Kürbis als süßer Snack? Schmeckt das? Ohja! Wer genug von der ollen Kürbissuppe hat, ein bisschen experimentierfreudig ist und im Herbst nicht auf Kürbis verzichten kann, der sollte das unbedingt mal ausprobieren. 

Hach, wie freue ich mich auf den Herbst.

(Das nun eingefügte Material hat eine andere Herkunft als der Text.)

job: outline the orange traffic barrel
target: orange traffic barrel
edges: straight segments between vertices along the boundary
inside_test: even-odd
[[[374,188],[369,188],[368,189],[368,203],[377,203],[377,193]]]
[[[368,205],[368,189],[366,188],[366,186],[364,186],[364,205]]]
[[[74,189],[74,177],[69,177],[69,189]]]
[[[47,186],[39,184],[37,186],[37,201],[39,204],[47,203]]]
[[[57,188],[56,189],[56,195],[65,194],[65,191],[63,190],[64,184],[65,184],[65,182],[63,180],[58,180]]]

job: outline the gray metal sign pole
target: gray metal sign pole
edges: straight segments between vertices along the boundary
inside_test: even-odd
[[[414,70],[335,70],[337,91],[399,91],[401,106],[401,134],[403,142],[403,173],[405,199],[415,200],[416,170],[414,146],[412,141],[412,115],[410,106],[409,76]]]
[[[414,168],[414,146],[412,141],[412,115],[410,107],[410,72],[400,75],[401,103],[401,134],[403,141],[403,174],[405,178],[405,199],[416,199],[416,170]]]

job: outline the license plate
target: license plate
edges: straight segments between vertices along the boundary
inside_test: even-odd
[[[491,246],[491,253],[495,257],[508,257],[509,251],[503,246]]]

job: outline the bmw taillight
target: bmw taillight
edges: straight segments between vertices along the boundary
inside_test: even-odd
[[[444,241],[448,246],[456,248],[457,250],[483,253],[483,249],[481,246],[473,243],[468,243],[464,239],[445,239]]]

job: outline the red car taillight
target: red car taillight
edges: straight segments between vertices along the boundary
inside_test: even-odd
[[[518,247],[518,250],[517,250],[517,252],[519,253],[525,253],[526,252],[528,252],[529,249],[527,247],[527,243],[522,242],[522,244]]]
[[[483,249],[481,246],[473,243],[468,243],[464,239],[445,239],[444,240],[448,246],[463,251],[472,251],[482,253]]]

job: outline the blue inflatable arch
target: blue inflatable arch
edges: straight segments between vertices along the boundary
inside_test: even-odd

Goldene Farben, milde Temperaturen, lange Spaziergänge auf knisterndem Laub – und zu Hause wartet die orange-gelbe Köstlichkeit: Kürbis! Zugegeben, ich habe Kürbis erst in den letzten Jahren für mich entdeckt. Erst als Suppe, später als Ofenspalten oder auch mal als Püree. Immer herzhaft! Immer toll! Jetzt ist mal Zeit für was Neues: Ich gebe dem Kürbis die Chance, mich in in der süßen Variante zu überzeugen. Schließlich ist Backen mit Gemüse gerade ohnehin voll trendy und soll ja gesund sein...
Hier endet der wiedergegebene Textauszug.